Danur mengatakan, di kota Semarang belum ada destinasi wisata yang menarik kunjungan wisatawan. ”Kami ingin belajar tentang pariwisata di Purbalingga, kalau di Semarang wisata yang ada kebanyakan berupa event sesaat dan ada juga wisata yang dilarang Tuhan,” ujar Danur yang mengistilahkan wisata negatif (wisata seks) dengan wisata yang dilarang Tuhan.

Anggota Komisi B DPRD Kota Semarang lainnya, Ir Johan Rifai juga mengungkapkan hal yang sama. Menurutnya, meski di Jateng banyak obyek waterpark yang bersaing dengan Owabong, namun Owabong memiliki keunikan akan airnya yang jernih. “Keluarga dan anak-anak sengaja saya ajak dalam kunjungan ini,” ujar politisi dari Partai Keadilan Sejahtera (PKS) ini.

Johan Rifai mengaku kagum dengan Purbalingga yang kotanya kecil dan jarang hiburan, namun mampu menyumbang pajak hiburan yang tinggi hingga Rp 2,8 milyar pada tahun 2012. Begitu pula dengan pendapatan Owabong yang mampu menutup biaya operasional dan menyumbangkan Pendapatan Asli Daerah (PAD) yang lumayan tinggi bagi daerah. “Saya juga memuji Owabong yang mampu mengembalikan modal pembangunan sebesar Rp 13,5 milyar hanya dalam waktu 3 tahun,” tutur Johan yang juga alumni Fakultas Peternakan Unsoed ini.

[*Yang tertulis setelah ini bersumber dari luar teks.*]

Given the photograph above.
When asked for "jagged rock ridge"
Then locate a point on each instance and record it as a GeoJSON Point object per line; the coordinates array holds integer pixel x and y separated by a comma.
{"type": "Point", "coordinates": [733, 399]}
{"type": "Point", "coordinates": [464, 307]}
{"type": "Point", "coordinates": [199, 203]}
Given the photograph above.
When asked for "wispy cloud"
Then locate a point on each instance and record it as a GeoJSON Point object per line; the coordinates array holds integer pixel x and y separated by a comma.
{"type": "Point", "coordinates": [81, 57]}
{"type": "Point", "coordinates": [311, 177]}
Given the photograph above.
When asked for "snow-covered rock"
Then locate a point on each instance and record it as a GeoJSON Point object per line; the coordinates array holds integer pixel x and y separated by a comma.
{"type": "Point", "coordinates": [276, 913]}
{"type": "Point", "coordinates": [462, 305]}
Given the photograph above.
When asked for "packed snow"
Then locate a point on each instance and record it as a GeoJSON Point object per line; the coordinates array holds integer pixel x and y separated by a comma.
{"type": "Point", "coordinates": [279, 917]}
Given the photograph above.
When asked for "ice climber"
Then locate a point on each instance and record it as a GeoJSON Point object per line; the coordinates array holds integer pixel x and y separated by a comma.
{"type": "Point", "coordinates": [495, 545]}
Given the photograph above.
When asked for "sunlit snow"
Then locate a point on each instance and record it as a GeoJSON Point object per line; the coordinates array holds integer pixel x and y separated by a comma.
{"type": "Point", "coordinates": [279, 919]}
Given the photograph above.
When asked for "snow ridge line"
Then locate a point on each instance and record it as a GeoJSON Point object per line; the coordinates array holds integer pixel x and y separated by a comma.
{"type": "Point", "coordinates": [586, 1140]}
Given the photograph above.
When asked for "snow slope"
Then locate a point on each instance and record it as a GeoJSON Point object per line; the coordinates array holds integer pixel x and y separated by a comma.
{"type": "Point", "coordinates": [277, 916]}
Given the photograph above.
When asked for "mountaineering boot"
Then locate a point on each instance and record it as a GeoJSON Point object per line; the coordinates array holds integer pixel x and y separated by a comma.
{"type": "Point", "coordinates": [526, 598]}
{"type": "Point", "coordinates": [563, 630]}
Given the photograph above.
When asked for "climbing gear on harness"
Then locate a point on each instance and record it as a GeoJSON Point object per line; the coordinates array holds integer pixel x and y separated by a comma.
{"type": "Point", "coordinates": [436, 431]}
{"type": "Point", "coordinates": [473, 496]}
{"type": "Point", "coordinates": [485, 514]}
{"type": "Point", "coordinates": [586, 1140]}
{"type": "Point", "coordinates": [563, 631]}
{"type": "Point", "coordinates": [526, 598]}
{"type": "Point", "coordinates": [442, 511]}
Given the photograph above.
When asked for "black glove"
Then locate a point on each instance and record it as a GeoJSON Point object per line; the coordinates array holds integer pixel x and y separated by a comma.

Ketua Komisi III DPRD Purbalingga Hartoyo mengungkapkan, ketika pembangunan Owabong pada awalnya sekitar tahun 2004 – 2005 boleh dibilang banyak yang menyangsikan. Seolah pembangunan Owabong hanya akan menjadi bangunan monumen yang gagal. Namun, pandangan negatif dari sebagian masyarakat bisa ditepis. “Kami akui, kerjasama eksekutif dengan legislatif sangat terjalin baik dalam upaya pengembangan pariwisata. Ketika awal membangun Owabong, kami tidak lepas juga dari pro dan kontra atas kebijakan itu. Namun setelah kami meyakinkan, akhirnya pembangunan Owabong dapat berjalan baik dan bisa menjadi destinasi wisata unggulan di Purbalingga,” kata Hartoyo.

Sementara itu Kabid Pariwisata Ir Prayitno, M.Si mengungkapkan, kerangka pengembangan sebuah obyek destinasi wisata tidak bisa lepas dari kerangka 4 F yakni fun, food, family shelter dan fashion. Keempat faktor itu saling terkait dan menjadi pertimbangan wisatawan yang datang. Disisi lain, penyediaan infrastruktur berupa jalan yang baik  menuju obyek wisata juga menjadi daya dukung untuk menarik wisatawan.

“Kebijakan pembangunan destinasi wisata yang diterapkan, tetap memperhatikan aspek ekonomi masyarakat khususnya disekitar obyek wisata. Hal ini terbukti, sektor pariwisata mampu menjadi prime mover berkembangnya sektor-sektor lain yang pada akhirnya akan mempengaruhi laju pertumbuhan ekonomi daerah,” kata Prayitno.

Prayitno menambahkan, dalam hal promosi wisata yang menjadi kunci pokok menarik wisatawan, Pemkab tidak membedakan antara obyek wisata milik swasta dan milik Pemkab. “Kami berupaya mempromosikan melalui berbagai media dan ruang seluruh potensi wisata yang ada, termasuk obyek wisata milik swasta,” tambah Prayitno. (y)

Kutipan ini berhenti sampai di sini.